Stair walking is obesity-associated: Rate of ascending and descending the stairs at an underground train station in Munich, Germany

Document Type : Short Communication


Department Food and Nutrition, Consumer Centre of the German Federal State of Bavaria, Munich, Germany.


Daily stair walking is a time-efficient everyday activity that improves cardiorespiratory fitness, muscle strength, body composition, blood pressure, lipid profiles, and is associated with a reduction in all-cause mortality. However, more than one in three adult Europeans is physically inactive in their everyday life and the exemplary current rate of stair walking in Germany is not known. Therefore, 2,521 people were monitored climbing the stairs or using a parallel escalator over a period of one week in an underground train station in Munich, Germany (January 3rd to 9th, 2022). 53.4% were women and 46.6% men, 30.7% (N = 774) were classified as obviously overweight-obese. 9.1% (N = 229) of all people counted used the ascending stairs - these were slightly more male than female and a total of 19 persons who were obviously overweight-obese.

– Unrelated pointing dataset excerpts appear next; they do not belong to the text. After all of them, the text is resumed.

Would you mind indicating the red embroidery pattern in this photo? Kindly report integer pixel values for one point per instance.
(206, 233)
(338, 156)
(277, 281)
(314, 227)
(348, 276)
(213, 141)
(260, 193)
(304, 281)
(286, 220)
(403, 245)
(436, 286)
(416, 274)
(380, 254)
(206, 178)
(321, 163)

On two observation days, the pedestrians' mode of descent (stairs/escalator) was also recorded on 457 people, of whom 28% (N = 128) were categorized as obviously overweight-obese. With an equal gender distribution, 27.8% (N = 127) of the people counted used the descending stairs, including 22 obviously overweight-obese people. A very small proportion of adults used the stairs in our exemplary sample (every eleventh chose the stairs for ascent and every fourth chose the stairs for descent), which confirms the high development potential for promoting short repetitive bouts of non-exercise physical activity in everyday life - also for overweight-obese people. Internalize the mantra: Stairs are good friends and not enemies!

What is already known on this subject?

Physical inactivity is widespread, so spontaneous everyday habits such as stair walking have an additional health significance.


What this study adds?

The current rate of ascending and descending stair walking is still very low and confirms the high development potential for promoting short repetitive bouts of non-exercise physical activity in everyday life.